Il est donc essentiel de créer ce silence intérieur au sein du groupe. Cela m'a semblé extraordinaire, car c'est exactement ce que nous cherchons à atteindre sur scène. Millarca applique ces principes dans sa pratique de géologue, mais ce sont les mêmes outils que ceux de notre pratique théâtrale."

Cette découverte d'une manière différente de considérer le minéral comme un élément chargé d'une vie sensible évoque chez Rafi la nécessité de prendre très au sérieux ses partenaires de jeu, qu'ils soient des pierres ou des personnes...

Rafi Martin - Resonancias - ©photo Rafi Martin

Rafi Martin-Résonances - ©photo Rafi Martin

Ainsi, "Resonancias", une exploration née de la recherche d'un sens commun entre l'anthropologie et les formes animées, s'est progressivement transformée en une installation performative où, entre autres, 5 petits fragments d'une même météorite tombée en Argentine il y a 5000 ans, pesant environ 200-250 g, des aimants de tailles différentes et des plaques de métal suspendues, révèlent leur relation unique avec la gravité, où un contact direct n'est pas nécessaire, mais possible.
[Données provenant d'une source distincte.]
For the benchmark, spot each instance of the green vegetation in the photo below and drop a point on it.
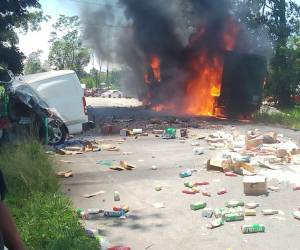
(67, 50)
(288, 117)
(43, 215)
(95, 79)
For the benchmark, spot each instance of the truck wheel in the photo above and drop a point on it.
(57, 133)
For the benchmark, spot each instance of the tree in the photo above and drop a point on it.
(67, 50)
(33, 63)
(16, 15)
(281, 20)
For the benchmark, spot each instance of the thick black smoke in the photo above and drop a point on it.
(175, 31)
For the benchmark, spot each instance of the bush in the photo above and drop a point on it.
(288, 117)
(47, 221)
(28, 169)
(43, 216)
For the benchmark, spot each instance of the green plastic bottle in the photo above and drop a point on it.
(254, 228)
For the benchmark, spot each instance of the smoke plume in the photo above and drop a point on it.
(172, 49)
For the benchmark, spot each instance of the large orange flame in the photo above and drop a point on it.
(204, 84)
(155, 65)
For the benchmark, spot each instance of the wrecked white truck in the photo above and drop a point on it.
(46, 106)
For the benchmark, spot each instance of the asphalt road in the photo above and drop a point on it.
(175, 226)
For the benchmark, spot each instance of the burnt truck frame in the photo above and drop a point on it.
(24, 114)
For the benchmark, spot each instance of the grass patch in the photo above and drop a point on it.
(288, 117)
(44, 216)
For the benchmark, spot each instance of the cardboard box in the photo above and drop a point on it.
(218, 164)
(255, 185)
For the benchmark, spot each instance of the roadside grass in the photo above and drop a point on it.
(288, 117)
(43, 215)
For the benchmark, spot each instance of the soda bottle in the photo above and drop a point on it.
(198, 205)
(234, 217)
(119, 208)
(251, 205)
(219, 212)
(233, 203)
(206, 193)
(296, 215)
(216, 223)
(185, 173)
(269, 211)
(222, 191)
(114, 214)
(201, 183)
(189, 184)
(254, 228)
(87, 216)
(207, 212)
(116, 196)
(250, 212)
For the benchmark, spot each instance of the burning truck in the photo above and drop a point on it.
(192, 57)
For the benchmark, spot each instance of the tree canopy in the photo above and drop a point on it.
(67, 50)
(17, 14)
(33, 63)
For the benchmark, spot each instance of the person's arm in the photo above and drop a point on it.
(8, 229)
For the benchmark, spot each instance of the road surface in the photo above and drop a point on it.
(175, 227)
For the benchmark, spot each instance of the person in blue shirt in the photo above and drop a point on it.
(9, 235)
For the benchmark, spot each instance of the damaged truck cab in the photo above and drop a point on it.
(24, 114)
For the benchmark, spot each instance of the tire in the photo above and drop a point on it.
(57, 133)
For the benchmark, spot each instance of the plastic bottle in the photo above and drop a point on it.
(234, 217)
(233, 203)
(254, 228)
(269, 211)
(116, 196)
(198, 205)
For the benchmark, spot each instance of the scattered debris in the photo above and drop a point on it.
(233, 203)
(198, 205)
(255, 185)
(153, 167)
(216, 223)
(123, 207)
(254, 228)
(206, 193)
(234, 217)
(273, 188)
(269, 211)
(114, 213)
(296, 214)
(127, 166)
(207, 212)
(64, 161)
(251, 205)
(186, 173)
(250, 212)
(65, 174)
(222, 191)
(93, 194)
(198, 151)
(116, 196)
"Le fer météoritique, plus dense que la plupart des roches terrestres, n'est pas présent à la surface. Il réside à l'intérieur de la terre, sur des planètes ou des astéroïdes. Malgré leur petite taille, en raison de leur masse, ces corps denses ont une durée de rotation prolongée, différente des objets moins denses. Les météorites tombent constamment, elles tombent sur la terre, s'écrasent, nous frôlent, mais en réalité, elles tombent toujours."

Inviter le public à partager un moment minéral incite à faire une pause, permettant aux personnes de percevoir les météorites comme si l'on pouvait suspendre l'instant continu où elles tombent.

L'expérience devient une invitation tactile, une pause pour effleurer ces fragments d'une histoire profonde et les mettre en relation.

Et dans cette pause, essayer de faire baisser la fréquence du bruit intérieur des participants à l'installation performative, pour accéder à un espace de silence intérieur et à une forme d'autonomie du geste et de la relation, de l'articulation et de la communication. Les météorites deviennent des partenaires de danse, invitant les participants à changer de perspective et à explorer l'éternité en un instant.

"Je trouve assez inspirant cette façon de suspendre le temps un instant."

Peut-être est-ce dans cet instant de suspension que Rafi trouve l'alliance des parties au-delà du conflit, nous invitant à accéder à cette dimension plus vaste et plus profonde du ressenti et de la compréhension.